Here is how you reference these variables:


{{ ansible_devices.sda.model }}
{{ ansible_hostname }}

Setting Facts in a Play

You can set facts manually in a play using the set_facts module:


# Example setting host facts using key=value pairs
- set_fact: one_fact="something" other_fact="{{ local_var * 2 }}"

# Example setting host facts using complex arguments
- set_fact:
     one_fact: something
     other_fact: "{{ local_var * 2 }}"

Local Facts (Facts.d)

You can place files ending in '.fact' in the /etc/ansible/facts.d directory. These can be JSON, INI, or executable files. Here is an example file:


[general]
asdf=1
bar=2

And here is how you reference the asdf variable.

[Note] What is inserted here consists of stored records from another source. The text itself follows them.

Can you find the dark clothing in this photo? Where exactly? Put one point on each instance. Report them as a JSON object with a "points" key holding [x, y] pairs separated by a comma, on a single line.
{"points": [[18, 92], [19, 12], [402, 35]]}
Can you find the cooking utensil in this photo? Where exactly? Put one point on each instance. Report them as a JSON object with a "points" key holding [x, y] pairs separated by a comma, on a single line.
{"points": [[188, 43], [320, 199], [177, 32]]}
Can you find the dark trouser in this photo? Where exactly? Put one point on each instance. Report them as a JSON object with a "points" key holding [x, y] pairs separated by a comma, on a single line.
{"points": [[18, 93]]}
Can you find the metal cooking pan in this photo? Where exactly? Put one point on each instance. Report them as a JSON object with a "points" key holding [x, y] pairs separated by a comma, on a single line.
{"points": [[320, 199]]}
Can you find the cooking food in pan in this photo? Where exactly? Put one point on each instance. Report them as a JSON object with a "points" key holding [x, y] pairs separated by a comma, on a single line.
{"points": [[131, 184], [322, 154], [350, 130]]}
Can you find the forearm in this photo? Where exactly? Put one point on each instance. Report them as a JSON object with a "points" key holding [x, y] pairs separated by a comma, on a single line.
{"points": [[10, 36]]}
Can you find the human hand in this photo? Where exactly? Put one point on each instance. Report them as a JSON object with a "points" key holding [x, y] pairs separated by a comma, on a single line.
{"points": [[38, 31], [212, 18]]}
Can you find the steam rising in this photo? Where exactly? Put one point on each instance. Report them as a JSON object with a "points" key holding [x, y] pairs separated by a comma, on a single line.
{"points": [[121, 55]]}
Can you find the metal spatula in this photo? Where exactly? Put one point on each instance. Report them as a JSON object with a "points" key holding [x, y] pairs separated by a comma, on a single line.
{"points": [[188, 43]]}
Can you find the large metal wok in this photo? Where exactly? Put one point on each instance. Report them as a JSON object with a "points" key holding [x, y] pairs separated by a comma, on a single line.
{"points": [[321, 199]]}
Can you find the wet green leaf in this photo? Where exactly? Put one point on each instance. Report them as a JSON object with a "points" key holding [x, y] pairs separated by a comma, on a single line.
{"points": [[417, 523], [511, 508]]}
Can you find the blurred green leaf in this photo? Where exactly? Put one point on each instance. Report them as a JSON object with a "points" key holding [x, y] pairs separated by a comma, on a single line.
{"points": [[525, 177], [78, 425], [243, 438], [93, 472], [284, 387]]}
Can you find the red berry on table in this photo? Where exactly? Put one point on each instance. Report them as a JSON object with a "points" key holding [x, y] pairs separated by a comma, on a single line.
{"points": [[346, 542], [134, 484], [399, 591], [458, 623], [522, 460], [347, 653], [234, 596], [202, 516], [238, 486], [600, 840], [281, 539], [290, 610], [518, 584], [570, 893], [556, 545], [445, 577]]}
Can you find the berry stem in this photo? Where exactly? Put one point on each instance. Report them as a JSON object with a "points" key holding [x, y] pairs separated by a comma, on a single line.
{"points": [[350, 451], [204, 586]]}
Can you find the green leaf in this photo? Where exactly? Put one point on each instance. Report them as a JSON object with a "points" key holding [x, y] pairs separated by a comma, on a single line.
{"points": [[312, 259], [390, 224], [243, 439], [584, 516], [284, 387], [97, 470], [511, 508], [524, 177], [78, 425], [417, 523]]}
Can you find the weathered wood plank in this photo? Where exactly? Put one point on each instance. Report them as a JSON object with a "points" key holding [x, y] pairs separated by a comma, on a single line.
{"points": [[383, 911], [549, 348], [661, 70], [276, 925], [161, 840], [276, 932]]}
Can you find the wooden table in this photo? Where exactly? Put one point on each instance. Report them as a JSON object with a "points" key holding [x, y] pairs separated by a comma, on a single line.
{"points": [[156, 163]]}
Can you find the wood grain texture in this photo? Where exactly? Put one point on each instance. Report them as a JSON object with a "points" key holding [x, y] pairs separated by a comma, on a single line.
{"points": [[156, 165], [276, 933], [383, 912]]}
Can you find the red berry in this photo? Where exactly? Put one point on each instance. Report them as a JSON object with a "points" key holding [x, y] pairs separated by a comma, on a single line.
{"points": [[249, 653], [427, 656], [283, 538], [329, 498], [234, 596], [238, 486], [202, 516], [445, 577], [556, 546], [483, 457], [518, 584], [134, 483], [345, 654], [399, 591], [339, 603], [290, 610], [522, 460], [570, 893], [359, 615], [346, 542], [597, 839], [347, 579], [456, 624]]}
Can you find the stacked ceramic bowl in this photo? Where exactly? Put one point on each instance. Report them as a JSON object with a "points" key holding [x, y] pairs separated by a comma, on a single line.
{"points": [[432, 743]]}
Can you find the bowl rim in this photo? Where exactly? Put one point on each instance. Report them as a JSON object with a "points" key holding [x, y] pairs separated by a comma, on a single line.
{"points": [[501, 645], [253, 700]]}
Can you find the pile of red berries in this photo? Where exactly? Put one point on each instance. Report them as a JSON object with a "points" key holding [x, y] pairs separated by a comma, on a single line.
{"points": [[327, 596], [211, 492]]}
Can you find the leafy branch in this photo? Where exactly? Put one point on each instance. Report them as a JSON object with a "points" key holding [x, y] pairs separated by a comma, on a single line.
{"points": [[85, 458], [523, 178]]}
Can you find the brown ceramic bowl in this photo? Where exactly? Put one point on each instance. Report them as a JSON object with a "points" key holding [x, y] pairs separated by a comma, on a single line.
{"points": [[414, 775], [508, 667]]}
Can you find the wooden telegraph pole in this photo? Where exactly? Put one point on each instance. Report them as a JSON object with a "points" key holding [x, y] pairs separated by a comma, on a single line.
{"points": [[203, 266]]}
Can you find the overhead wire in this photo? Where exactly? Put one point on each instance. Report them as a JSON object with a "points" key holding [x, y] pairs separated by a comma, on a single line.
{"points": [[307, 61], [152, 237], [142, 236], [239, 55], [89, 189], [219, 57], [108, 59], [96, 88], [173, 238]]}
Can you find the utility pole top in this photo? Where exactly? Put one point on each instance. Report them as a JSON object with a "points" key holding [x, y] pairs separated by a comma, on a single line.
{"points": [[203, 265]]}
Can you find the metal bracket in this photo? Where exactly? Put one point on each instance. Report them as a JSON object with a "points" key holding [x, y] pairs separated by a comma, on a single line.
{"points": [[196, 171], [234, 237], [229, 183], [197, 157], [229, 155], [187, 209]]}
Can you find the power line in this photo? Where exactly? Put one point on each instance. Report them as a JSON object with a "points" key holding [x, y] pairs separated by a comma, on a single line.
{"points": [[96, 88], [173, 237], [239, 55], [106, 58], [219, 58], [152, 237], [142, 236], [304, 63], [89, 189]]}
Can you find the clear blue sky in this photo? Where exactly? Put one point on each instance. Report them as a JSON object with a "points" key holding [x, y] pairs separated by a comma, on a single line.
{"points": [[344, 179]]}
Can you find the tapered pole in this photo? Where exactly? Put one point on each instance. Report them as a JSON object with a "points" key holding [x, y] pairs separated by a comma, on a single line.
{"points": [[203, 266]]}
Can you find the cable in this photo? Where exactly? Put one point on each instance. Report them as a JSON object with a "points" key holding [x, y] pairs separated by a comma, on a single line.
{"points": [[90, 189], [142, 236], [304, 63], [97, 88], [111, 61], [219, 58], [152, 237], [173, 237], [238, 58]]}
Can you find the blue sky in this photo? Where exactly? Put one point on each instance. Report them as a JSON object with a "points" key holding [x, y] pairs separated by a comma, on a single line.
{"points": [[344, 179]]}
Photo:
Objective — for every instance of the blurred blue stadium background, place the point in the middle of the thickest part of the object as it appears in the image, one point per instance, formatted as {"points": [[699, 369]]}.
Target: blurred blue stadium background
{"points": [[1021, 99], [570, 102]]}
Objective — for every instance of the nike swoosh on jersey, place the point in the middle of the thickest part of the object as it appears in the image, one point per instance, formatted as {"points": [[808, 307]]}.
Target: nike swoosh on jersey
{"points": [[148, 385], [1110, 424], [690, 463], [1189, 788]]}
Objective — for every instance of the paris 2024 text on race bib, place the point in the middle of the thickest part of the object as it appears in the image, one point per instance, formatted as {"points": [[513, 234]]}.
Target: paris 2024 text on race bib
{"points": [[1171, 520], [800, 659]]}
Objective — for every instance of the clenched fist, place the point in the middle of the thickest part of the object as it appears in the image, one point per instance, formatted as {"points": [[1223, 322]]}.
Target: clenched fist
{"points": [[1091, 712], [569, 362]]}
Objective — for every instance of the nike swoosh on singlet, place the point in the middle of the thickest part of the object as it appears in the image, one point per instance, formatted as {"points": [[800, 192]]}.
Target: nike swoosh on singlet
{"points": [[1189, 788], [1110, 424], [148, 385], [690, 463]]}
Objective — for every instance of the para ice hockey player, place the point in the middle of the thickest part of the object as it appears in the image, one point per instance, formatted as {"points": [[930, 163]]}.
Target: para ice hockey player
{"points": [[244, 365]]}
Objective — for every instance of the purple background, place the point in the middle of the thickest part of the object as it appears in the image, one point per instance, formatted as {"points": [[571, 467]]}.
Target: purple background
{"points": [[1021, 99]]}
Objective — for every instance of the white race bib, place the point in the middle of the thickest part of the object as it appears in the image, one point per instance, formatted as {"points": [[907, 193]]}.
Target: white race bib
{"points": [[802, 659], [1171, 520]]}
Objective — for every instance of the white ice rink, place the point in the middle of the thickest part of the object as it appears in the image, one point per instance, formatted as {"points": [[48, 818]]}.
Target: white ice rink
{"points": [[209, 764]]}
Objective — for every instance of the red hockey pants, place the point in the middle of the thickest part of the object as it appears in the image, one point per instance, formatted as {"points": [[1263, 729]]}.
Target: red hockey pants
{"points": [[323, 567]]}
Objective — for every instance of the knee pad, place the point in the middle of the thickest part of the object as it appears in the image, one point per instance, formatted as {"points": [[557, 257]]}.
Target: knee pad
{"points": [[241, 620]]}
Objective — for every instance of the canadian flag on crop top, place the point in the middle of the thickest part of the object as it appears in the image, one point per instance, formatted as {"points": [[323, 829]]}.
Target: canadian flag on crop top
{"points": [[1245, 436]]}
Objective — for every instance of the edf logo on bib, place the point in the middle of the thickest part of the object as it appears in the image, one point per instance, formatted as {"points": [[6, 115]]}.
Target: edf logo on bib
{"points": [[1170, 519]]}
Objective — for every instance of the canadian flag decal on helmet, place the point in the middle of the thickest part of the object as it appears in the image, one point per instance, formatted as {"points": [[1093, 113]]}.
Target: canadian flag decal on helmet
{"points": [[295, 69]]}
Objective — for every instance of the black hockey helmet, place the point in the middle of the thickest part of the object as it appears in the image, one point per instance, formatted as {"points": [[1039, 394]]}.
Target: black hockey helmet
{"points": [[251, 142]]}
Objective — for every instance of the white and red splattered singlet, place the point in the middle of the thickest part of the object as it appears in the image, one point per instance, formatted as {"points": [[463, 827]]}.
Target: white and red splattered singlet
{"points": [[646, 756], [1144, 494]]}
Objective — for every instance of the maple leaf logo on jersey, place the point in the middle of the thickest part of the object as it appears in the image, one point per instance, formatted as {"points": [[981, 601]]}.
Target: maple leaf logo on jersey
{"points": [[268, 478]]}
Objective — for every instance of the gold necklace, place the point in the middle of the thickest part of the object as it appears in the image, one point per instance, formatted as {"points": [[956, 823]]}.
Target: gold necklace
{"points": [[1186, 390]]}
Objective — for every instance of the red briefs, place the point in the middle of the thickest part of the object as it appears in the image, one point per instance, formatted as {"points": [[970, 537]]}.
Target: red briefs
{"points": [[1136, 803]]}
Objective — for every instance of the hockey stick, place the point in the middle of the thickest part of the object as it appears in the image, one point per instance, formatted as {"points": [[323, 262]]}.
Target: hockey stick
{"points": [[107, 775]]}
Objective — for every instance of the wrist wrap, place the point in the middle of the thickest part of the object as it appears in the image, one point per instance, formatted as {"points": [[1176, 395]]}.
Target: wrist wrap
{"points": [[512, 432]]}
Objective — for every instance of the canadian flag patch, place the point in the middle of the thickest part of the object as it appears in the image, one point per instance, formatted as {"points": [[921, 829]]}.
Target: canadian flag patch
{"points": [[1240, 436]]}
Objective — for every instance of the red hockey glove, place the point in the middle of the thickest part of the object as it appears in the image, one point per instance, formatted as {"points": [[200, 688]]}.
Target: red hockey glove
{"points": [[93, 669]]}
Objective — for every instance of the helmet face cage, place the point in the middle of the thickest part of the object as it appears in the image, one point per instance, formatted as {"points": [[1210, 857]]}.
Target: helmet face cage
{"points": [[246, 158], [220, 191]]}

{{ ansible_local.preferences.general.asdf }}

Using Variables in Jinja2

You've seen several examples of variables being referenced. The same method is used to reference these variables in Jinja2 templates.


{{ variable_name }}

Jinja2 Filters

There are many useful filters you can use in your Jinja2 templates. Here are a few useful ones:


# Combine two lists
{{ list1 | union(list2) }}

# Get a random number
{{ 59 | random }} * * * * root /script/from/cron

# md5sum of a filename
{{ filename | md5 }}

# Comparisons
{{ ansible_distribution_version | version_compare('12.04', '>=') }}

Defaulting Values

You can provide a default value for a variable using the following filter:


{{ some_variable | default("foobar") }}

Magic Variables

Ansible provides information about other hosts though a series of 'magic variables'.


  • hostvars

  • group_names

  • groups

hostvars

Hostvars let you ask about the variables of another host, including facts that have been gathered about that host.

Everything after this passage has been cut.